Compute nodes are almost always considered as replaceable, with little or no customization for any particular node. Using the Aspen utilities, Rocks, or Perceus / Warewulf, it is possible to define a particular group of nodes (a group could be one node) which have some unique properties, such as an extra external network connection, a different processor architecture, or a different software build, which can then be used for different functions you might need for your cluster.
These nodes are considered unique recovery targets. If you are using Aspen utilities, these nodes are backed up as a unique image which is tied to that particular node or nodes, just as a storage or fail-over master node is itself a unique image.

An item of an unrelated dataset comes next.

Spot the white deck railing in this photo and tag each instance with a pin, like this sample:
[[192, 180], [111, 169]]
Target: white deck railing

In a Perceus / Warewulf system, another image of these nodes are kept on the master node, and in Rocks a separate class of node is created, which has its own unique properties.
This does not preclude another node of similar hardware configuration being used as a replacement for that node should it fail, although some physical intervention might be required. For instance, lets say that an external network as well as a SAN connection is attached to node1, and node1 fails. These connections could be serviced by node2 if;
- the external Ethernet connection on node1 is moved to node2
- node2 contains a fiber channel card identical to node1 or,
- the node1 fiber channel card is moved to node2
- node2 is re-imaged with a current node1 image
If you are going to utilize any of your compute nodes in unique hardware configurations for mission critical tasks, Aspen recommends that you configure more than one node with that exact configuration in order to facilitate fail-over in the case of node failure. In the above example, adding a fiber channel card to node2 and attaching another external Ethernet connection to it, even though neither is actually configured up during normal operation, would allow node1 functionality to be returned to the cluster in as little as 5 minutes. An even better option is to place this functionality on the master or another front end node which itself is set up for high availability fail-over.

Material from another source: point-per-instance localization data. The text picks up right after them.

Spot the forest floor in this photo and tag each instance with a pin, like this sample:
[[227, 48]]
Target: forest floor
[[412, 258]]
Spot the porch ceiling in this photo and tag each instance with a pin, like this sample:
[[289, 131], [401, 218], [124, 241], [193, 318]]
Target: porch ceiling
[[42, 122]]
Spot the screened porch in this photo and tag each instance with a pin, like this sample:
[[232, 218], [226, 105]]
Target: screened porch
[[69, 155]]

It is possible to utilize the same software build, and image, on nodes of different clock speeds and memory configurations with no modification. Nodes of different chip architectures will require different images to accommodate different hardware drivers and to take advantage of specific processor performance attributes.

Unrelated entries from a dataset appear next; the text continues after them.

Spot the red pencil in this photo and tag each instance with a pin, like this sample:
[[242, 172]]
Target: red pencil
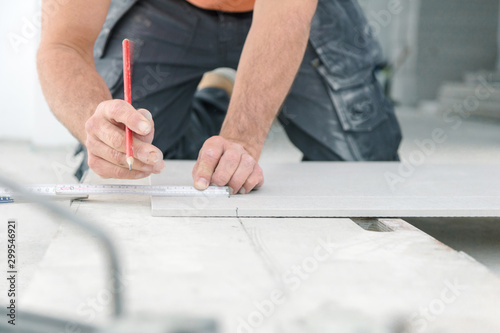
[[127, 86]]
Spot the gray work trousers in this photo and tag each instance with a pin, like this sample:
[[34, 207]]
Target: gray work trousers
[[335, 110]]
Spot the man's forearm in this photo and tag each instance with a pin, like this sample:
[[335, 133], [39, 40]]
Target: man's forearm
[[270, 60], [71, 85]]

Your nodes memory configurations should be based on your applications memory requirements. Many customers have some additional applications that require more memory per core than might be economical, but do not run many instances of this application compared to other code(s) they run. In this case, configuring a single or several nodes with more memory to accommodate these requirements is more economical, and you may utilize your scheduler or other utilities to route that particular application to that node or set of nodes.
While it is uncommon, nodes can fail in your cluster. There are two separate types of compute environments that affect your node hardware configuration choices.
- Non-critical codes: In many environments, applications are easily re-ran in the case of a node failure. Applications are usually of limited duration and can be re-submitted or reran if a node involved fails, or possibly the code has checkpoint and restart capabilities.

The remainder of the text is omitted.